Tie your new habit to something you already do consistently

So, you have your identity in mind… now it’s time for action. Tie your identity to something you already do everyday.  Think about your typical day and things you consistently do without fail. Try and find a place within the parameters of what already works for you. The easiest thing you do without fail is waking up. Can you carve out some time for your new habit shortly after waking up? Remember, you only need to start small, so if your identity is someone who moves more every day, you could wake up and do some pushups, go for a walk, or any other exercise. Think about other possibilities like brushing your teeth, leaving work, going to bed, etc. For example, before going to bed I like to meditate even if it’s meditating while in bed (thank you Headspace). When I wake up, I always do some type of exercise/stretch/mobility workout or go for a bike ride.

Create a routine that supports the new habit

Now that you’ve figured out “where” you can support your new habit, it’s time to create a routine that supports it. When I first started working out several years ago, it was incredibly hard to go to the gym in the mornings. However, once I tied my “exercise habit” to waking up and then set aside my workout clothes and made my workout drink the night before, I almost felt compelled to go since I already set myself up. Nowadays, my car will typically always have a set of workout clothes and my swimsuit, just so that I have little reason to workout after work. The point is that preparation is key.

Reward yourself

Part of any new routine is treating yourself appropriately. This is something I’ve fallen for a couple times, I have a great week of adopting a new habit and I’d end up eating bad food or too much food as that was my “reward” but it was/is counterproductive to my identity. Pick something that is meaningful to you and incorporate it into your post-routine. It sounds silly, but for me I used to jump straight to the computer when I woke up. So, my “reward” now after waking up and exercising is simply getting on the computer and checking in on last night’s TV, my email, or brainstorming new Active For Recovery ideas.

Keep trying.

Defeat is not the worst of failures

Inevitably life will through you some curve balls here and there. But the key thing to remember is that you’re trying to change your life for the better. Don’t how long it takes you to adopt a new habit to others, as everyone is different and this is your change. The only person you’re trying to be better than is your previous self, nobody else. You may have heard that it takes 21 days to form a new habit, but that’s not always in the case depending on the complexity of the habit. In fact, University College London conducted a study and discovered that some habits may take up to 66 days! This is why it’s important to start small. Starting a small habit that gradually takes you to your new identity will most likely pay off better than trying to start with huge changes. So, with that said, when you do fall off the wagon it’s important to get back on without thinking of yourself as a failure.

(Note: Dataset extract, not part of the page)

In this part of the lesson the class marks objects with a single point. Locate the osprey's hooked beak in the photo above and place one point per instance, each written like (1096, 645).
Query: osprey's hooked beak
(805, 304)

You are, like many others and myself, a continual work in progress towards improving yourself… even if it’s just 1% everyday.

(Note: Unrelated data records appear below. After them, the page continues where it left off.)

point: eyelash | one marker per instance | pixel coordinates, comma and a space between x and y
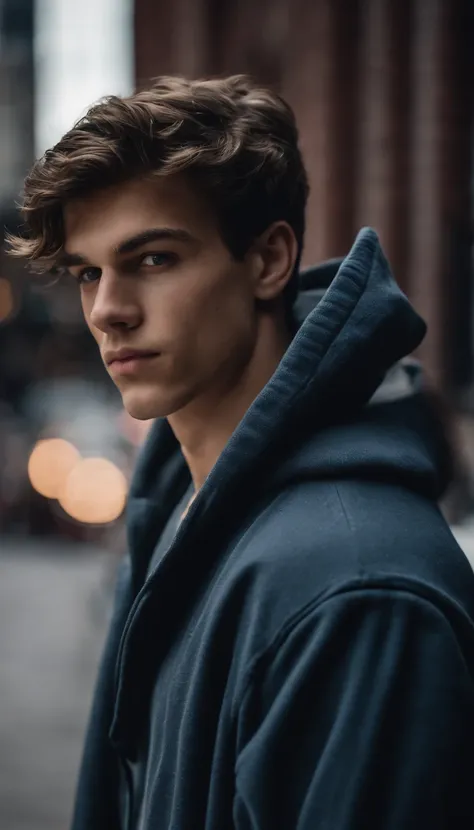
168, 256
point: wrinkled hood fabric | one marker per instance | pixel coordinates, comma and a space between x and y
340, 403
314, 540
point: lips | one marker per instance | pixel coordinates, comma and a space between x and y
123, 356
130, 363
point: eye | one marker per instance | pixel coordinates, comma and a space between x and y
88, 275
156, 260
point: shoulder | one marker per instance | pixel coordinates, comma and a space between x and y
321, 539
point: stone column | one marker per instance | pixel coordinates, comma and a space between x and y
383, 127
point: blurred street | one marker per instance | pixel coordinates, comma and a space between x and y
52, 621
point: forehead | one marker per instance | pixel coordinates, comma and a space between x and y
96, 224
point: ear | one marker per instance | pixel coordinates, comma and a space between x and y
274, 255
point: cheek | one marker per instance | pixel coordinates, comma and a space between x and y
221, 318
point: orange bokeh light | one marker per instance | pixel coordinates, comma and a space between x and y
50, 464
94, 492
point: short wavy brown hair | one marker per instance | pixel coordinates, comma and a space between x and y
237, 141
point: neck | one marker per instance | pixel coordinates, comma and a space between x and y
204, 427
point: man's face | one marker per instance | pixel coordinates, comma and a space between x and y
156, 277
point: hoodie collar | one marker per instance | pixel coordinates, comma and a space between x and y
359, 329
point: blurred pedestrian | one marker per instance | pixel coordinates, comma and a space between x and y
292, 644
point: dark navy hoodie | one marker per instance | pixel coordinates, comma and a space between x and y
307, 639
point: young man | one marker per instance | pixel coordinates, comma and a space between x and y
293, 638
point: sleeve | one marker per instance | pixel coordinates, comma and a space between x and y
360, 718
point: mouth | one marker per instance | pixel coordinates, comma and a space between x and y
131, 364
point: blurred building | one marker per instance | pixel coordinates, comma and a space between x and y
382, 91
16, 96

I’ll end this with what I feel is an appropriate quote from Theodore Roosevelt called The Man In The Arena which is an excerpt from his speech “Citizenship In A Republic”:

It is not the critic who counts; not the man who points out how the strong man stumbles, or where the doer of deeds could have done them better. The credit belongs to the man who is actually in the arena, whose face is marred by dust and sweat and blood; who strives valiantly; who errs, who comes short again and again, because there is no effort without error and shortcoming; but who does actually strive to do the deeds; who knows great enthusiasms, the great devotions; who spends himself in a worthy cause; who at the best knows in the end the triumph of high achievement, and who at the worst, if he fails, at least fails while daring greatly, so that his place shall never be with those cold and timid souls who neither know victory nor defeat.